Two petrol company employees have been freed in the northeast of Colombia after being kidnapped by armed men last Sunday.
In a press release, Arauca state police disclosed that the two workers for an oil pipeline project had been returned to freedom along the highway connecting the towns of Tame to Fortul in north-east Colombia, reports Caracol Radio.
The two employees had been kidnapped by an illegal armed group at midday last Sunday on the same main road in the rural area of Caranal.
The kidnappers did not identify themselves as belonging to any organization, according to testimonies received by the police. Coolombia’s two largest rebel groups, the FARC and the ELN, both operate in the area.

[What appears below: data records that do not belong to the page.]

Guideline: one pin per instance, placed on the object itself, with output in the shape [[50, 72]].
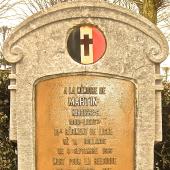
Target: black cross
[[86, 42]]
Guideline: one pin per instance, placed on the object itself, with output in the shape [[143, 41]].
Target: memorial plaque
[[85, 122]]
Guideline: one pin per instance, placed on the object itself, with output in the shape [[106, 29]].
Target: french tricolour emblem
[[86, 44]]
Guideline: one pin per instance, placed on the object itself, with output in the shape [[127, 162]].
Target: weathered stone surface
[[135, 48]]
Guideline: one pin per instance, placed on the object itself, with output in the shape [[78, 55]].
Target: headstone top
[[73, 10]]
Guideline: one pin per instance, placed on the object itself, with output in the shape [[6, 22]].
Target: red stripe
[[99, 44]]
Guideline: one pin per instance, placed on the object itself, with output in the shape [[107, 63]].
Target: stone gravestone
[[85, 88]]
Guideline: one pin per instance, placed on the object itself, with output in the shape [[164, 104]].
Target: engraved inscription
[[85, 123]]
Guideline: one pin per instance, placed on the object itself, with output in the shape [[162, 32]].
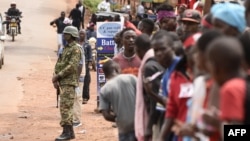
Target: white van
[[2, 38]]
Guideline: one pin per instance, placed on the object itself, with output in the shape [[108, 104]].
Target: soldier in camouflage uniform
[[66, 79]]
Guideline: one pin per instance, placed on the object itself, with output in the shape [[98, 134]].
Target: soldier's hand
[[55, 78]]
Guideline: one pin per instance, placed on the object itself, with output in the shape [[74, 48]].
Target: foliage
[[91, 5]]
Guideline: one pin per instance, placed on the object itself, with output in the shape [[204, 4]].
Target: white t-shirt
[[104, 6]]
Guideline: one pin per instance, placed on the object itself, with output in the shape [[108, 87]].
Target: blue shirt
[[163, 91]]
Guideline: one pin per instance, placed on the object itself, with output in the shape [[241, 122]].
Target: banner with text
[[105, 46]]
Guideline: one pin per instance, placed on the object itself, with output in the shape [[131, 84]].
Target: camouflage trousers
[[67, 95]]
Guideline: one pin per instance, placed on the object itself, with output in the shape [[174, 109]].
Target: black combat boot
[[66, 134], [72, 134]]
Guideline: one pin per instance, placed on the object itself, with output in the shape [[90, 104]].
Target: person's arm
[[70, 14], [148, 88], [166, 127], [53, 22], [171, 110]]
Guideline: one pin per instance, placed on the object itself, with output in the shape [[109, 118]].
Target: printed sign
[[105, 47]]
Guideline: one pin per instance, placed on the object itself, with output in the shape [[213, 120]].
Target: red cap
[[191, 40]]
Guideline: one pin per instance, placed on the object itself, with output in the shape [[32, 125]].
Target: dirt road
[[27, 97]]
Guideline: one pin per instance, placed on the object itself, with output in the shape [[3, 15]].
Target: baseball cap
[[230, 13], [191, 15], [191, 40]]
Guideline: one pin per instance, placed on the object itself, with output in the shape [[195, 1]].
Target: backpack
[[247, 101]]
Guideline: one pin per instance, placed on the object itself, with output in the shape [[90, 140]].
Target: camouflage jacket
[[67, 65]]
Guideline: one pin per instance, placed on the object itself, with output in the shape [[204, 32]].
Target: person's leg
[[19, 27], [7, 27], [87, 79], [67, 96], [77, 115]]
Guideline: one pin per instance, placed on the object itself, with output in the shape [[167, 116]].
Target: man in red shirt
[[180, 89]]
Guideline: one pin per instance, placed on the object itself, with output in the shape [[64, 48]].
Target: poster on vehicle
[[105, 47]]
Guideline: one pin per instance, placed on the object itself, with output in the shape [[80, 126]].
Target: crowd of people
[[191, 75], [181, 77]]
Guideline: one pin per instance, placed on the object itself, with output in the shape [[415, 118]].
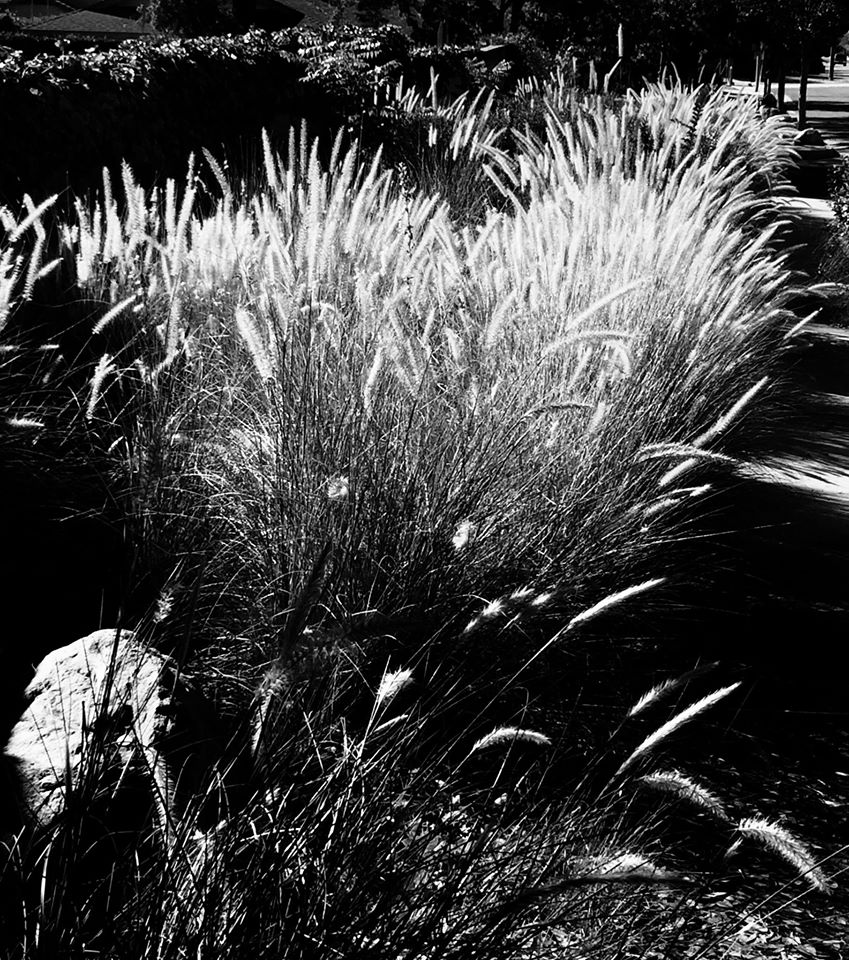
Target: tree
[[793, 30]]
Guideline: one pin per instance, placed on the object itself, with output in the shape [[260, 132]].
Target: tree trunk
[[803, 86]]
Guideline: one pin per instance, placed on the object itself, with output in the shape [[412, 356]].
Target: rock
[[109, 712], [809, 138]]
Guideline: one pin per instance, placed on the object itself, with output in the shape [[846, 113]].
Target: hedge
[[66, 116]]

The abduction occurred when the armed men forged an illegal squad and inspected the car they were driving, consequently seizing the industrial engineer Narda Rangel and another worker who chose to remain anonymous.
The criminals’ main objective was reportedly to gather information regarding the Bicentennial Pipeline – a 143-mile-long oil pipeline which carries crude oil for export to the port of Covenas, Sucre on Colombia’s Caribbean Coast.
The two employees were working for SICIM – a subcontractor providing industrial security for the firm responsible for the pipeline’s construction.
Colombian newspaper El Tiempo also reported severe disturbances in various Araucan police stations in the early hours of Monday, including a frag grenade attack and forced entry with firearms in a police garrison, as well as the burning of a $200,000 excavator belonging to the oil pipeline constructors.
The million dollar pipeline has been targeted by armed rebel groups since construction began a few years ago, becoming a primary location of terrorist attacks and the kidnapping of employees.
The ELN recently pledged to stop attacking the country’s oil infrastructure if the government agreed to compromises that would end the “environmental and social damage caused by the exploitation of natural oil.”